Петьяши явился тотчас после завтрака и отвез Чебоксарского в казенное здание, посвященное высшим научным целям, где держало свои собрания и вышепомянутое общество, признанное министерским декретом полезным общественным делом — «d'utilité publique». Наш приятель был немало удивлен, что в богатом и изящном Париже, наука, даже и признанная министерским декретом общеполезною, должна довольствоваться таким помещением, которым побрезгал бы дворник кокотки средней руки.
Взбираясь на четвертый этаж, он несколько раз споткнулся на крутой, извилистой лестнице с оббитыми каменными ступеньками. Для собрания была предназначена обширная, но низкая аудитория, в одном конце которой помещалась эстрада со столом, покрытым зеленым сукном, за которым заседал комитет. В каждом углу этой эстрады теперь уже было помещено по фонарю Чебоксарского; электрическая батарея скрывалась за комитетским столом. Александру Михайловичу оставалось только всё осмотреть и сделать некоторые окончательные приспособления. Сторожа и лаборанты физической и химической лаборатории, помещавшейся в том же этаже, радушно явились к нему на помощь.
Уверившись, что «осечки не будет», Петьяши свез его к Зое Евграфовне, которую они застали разряженною в пух и прах и пропитанную насквозь восточными благоуханиями.

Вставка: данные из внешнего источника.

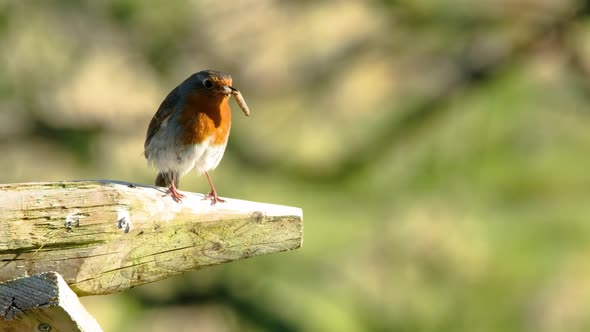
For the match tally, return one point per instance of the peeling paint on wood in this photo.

Несмотря на свои сорок лет, на волосы, седину которых она неудачно прикрывала золотистою пудрою, она была чрезвычайно эффектна в своем дорогом и театральном наряде, с роскошью восточных браслетов и ожерелий, которая всякой другой придала бы вид кокотки дурного тона, а ей сообщала только пикантность, особенно возбудительно действующую на старичков.